# Kaw FB460V flooding help



## picknlittle (Sep 10, 2005)

I have a near thirty year old John Deere 112L mower. It comes with this FB460V although the engine on it now came from a Gravley Walk behind mower.

It's always been slow to start when cold or even cool, with both engines for that matter. In the past couple months it gotten to where it floods very easily. Now once I get it started, it starts and runs great, under load all day. It runs a bit rich under no load condition.

With the breather off, I see rapid pooling of fuel in the air intake and carb. I still have to use the choke to start it, but I may have to dry the plug a couple times and use jumper cables to maintain enough starter speed to make it go.

Once started, it is clearly rich, but after a few seconds clears somewhat. The idle mixture screw has little to no effect on idle or part throttle. At full throttle it still flutters some, until I engage the PTO. Under load, this thing runs like a champ. It'll cut thick 8" tall fescue at near full forward speed, even with the bagger attached.

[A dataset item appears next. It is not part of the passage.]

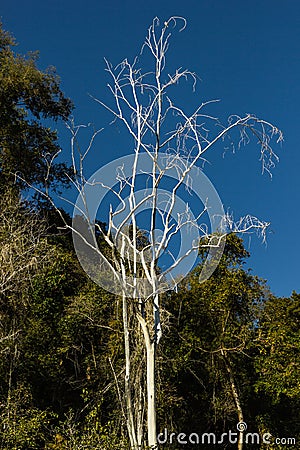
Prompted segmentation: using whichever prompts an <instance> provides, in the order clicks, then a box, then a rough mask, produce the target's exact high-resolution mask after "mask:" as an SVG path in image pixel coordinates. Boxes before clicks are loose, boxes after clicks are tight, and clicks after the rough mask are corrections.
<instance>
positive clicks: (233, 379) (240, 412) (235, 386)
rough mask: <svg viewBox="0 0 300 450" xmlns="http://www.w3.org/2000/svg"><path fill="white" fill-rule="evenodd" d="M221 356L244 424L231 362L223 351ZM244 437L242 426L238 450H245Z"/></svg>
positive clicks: (235, 400) (242, 425)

I have removed and disassembled, cleaned and inspected the carb and have found nothing so far. All passages and orifices seem to be open, and all throttle, governor and choke adjustments have been set and triple checked.

The float isn't soaked, it's plastic, not cracked and doesn't slosh.
The needle and seat seem in fine condition, is adjusted and it is shutting off flow.
The Idle mixture is not scared, scratched, bent or otherwise marked and the seat seems to be fine.
Main, jet, main nozzle and bleed jet all seem fine.
All "O" rings, (the few there are) are not nicked, cut hard or brittle.
Gaskets are also in good condition.

What am I missing? Anyone got any magic?


----------



## picknlittle (Sep 10, 2005)

Thanks for all the help guys :thumbsup:


----------



## 30yearTech (Sep 14, 2006)

Check your valve lash, it's possible the intake valve may not be seating well and you may not have enough clearance either.


----------



## picknlittle (Sep 10, 2005)

Thanks 30yearTech. That may well explain the bit of compression I'm getting back through the carb during cranking, but I dismissed it because of the very good performance under load. I'd thought any valve seating issues would reduce horsepower significantly. I'll look in to it.


----------



## picknlittle (Sep 10, 2005)

Well, valve lash is fine and compression is strong. I didn't measure it, but it pops the old thumb off with authority. 

I have to use a heat shrink gun to warm the head in order to start it. Odd thing is that it can sit for several hours, cool down completely and will start without much delay.

Go figure! I decided to check the coil adn coil air gap,..it's fine. This thing is makin me nutz!


----------



## 30yearTech (Sep 14, 2006)

You may have to remove the head and inspect the valve seat and face to see if its seating all the way around. I just had one that had clearance but was only seating around half of the valve seat (intake) it was getting a lot of blow back into the carburetor.


----------



## picknlittle (Sep 10, 2005)

Correcto! Pulled the head today. Badly recessed valve face. One side wasn't seating at all. Off to the machine shop, reface, trim the stem length, now she fires right up and purrs like cozy kitten. 

You'll laugh but for the last two months, I've been heating the cylinder through the spark plug hole with a heat shrink gun AND taking the air cleaner cover off before it would start. LOL!

I thought it was running pretty strong once started, but there is sooooo much difference now.

Thanks 30yearTech!


----------